Его унесло волной на исходе осени, в самом конце купального сезона. Он до конца верил, что она придет в себя. И прощаясь со мной в последний раз, он сказал: «Держись!»
* * *
Человек в черном сматывает веревку, и она медленно выползает из медных скоб навстречу его перчаткам. С кем я могу теперь поговорить? Кому прокричать имя Доминик, как вернуть ей плоть и кровь, как оживить наши воспоминания? Был у нас один-единственный друг Эли Помар, но он не смог приехать, потому что проходил в Везине ежегодный курс дезинтоксикации. Только прислал букет лилий, тех самых, что всегда дарил Доминик, повергая ее в отчаяние: пыльца от тычинок рассыпалась по белому ковру и оставляла на нем ничем не выводимые пятна. Старина Эли жил лишь на проценты от редких показов фильмов по когда-то написанным им сценариям, и все, что он мог подарить, приходя к нам на ужин, — традиционная дюжина белых лилий, потому Доминик так и не осмелилась признаться ему, что ненавидит эти цветы.

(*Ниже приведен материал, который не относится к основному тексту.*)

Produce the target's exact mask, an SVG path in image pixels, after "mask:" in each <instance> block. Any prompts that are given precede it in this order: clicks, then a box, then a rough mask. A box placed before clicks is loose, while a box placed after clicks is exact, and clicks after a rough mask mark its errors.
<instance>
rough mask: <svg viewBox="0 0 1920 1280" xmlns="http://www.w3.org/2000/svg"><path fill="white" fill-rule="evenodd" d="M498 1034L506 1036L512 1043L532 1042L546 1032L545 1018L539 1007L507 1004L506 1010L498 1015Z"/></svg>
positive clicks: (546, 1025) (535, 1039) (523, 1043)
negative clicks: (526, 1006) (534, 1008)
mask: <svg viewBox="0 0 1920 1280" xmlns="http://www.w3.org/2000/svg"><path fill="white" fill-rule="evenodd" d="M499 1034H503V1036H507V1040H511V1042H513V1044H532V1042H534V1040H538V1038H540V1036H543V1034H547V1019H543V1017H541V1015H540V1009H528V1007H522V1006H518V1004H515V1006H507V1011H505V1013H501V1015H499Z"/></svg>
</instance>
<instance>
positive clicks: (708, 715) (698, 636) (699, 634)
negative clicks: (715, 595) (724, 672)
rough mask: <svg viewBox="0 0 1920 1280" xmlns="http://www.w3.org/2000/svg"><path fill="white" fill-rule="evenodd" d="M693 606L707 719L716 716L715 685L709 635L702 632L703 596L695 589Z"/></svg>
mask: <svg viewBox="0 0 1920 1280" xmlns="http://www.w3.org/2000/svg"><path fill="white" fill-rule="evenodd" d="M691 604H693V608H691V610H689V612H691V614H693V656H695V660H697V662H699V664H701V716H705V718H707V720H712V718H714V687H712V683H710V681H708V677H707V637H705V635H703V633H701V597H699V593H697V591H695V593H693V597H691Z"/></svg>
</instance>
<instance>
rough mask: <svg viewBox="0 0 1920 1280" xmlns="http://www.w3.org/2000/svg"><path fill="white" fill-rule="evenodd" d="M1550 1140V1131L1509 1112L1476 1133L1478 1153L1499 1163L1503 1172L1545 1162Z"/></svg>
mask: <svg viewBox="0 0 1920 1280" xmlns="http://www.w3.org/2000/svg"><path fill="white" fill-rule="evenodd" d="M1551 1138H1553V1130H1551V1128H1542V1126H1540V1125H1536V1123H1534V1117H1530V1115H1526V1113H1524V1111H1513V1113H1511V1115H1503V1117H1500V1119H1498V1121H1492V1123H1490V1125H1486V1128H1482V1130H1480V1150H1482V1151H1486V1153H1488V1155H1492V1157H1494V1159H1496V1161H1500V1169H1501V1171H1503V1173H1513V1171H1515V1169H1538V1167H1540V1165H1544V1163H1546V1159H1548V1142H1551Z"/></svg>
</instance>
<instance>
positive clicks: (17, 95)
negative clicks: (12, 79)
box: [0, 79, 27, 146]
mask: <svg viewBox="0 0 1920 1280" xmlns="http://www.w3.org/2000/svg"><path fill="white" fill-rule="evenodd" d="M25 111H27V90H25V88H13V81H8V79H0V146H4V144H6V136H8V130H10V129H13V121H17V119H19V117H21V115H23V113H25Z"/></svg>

Поцеловав его с искренней радостью и благодарностью, которые неизменно приводили меня в восторг, она скрывалась на кухне, чтобы поставить букет в вазу, и потихоньку срезала тычинки с пыльцой. А я, поскольку вставал пораньше, должен был на следующий день срочно препарировать открывшиеся за ночь бутоны.
Бедный Эли. Я поискал глазами его последний букет, который служащие похоронного бюро почти завалили венками от мэра, оркестра, газеты и жюри «Интералье»[7], сочтя их более достойными, чем скромный букет лилий с карточкой «от Лили». Доминик обожала уменьшительные имена, и только ради нее он примирился с таким прозвищем. Я все же отыскал его — и оторопел: тычинки были обрезаны до самых венчиков. У меня перехватило дыхание, я отшатнулся, увидев в этом знак. Люди со скорбными лицами смотрели на меня. В слепящих лучах солнца, среди сосновых лап мне улыбалась Доминик. Своей удивительной, кроткой, забавной, искренней улыбкой.
Вместо того, чтобы взять лопатку с землей, которую мне торжественно протягивал могильщик, я достал мобильный телефон. Это нелепое приспособление редакция газеты выдавала тем сотрудникам, которые редко бывали в офисе, надеясь постоянно держать с ними связь. Я же включал его только в пробках, чтобы позвонить в клинику, — а сейчас я позвонил Эли Помару в Везине. Мне ответили, что он на групповом занятии. Я сказал, что звоню по срочному делу, и его позвали. Сбитые с толку служители ждали, когда я закончу разговор.
— Эй, в чем дело? — ворчит Эли, еле ворочая языком: ему дают слишком много лекарств во время курса дезинтоксикации.
— Это Фредерик. Я в Кап-Ферра.
— Тоже хотел быть, — бормочет он. — Вот хрень.
— Спасибо за цветы. Скажи, ты сам их посылал?
Приступ кашля взорвался у меня в ухе с такой силой, что пришлось убавить звук на телефоне. Шокированные участники церемонии возмущенно смотрели на мой мобильник.
— «Интерфлора», — выдавил Эли из последних сил. — Что не так?
— Ничего, цветы замечательные. Ты их о чем-то просил, когда заказывал?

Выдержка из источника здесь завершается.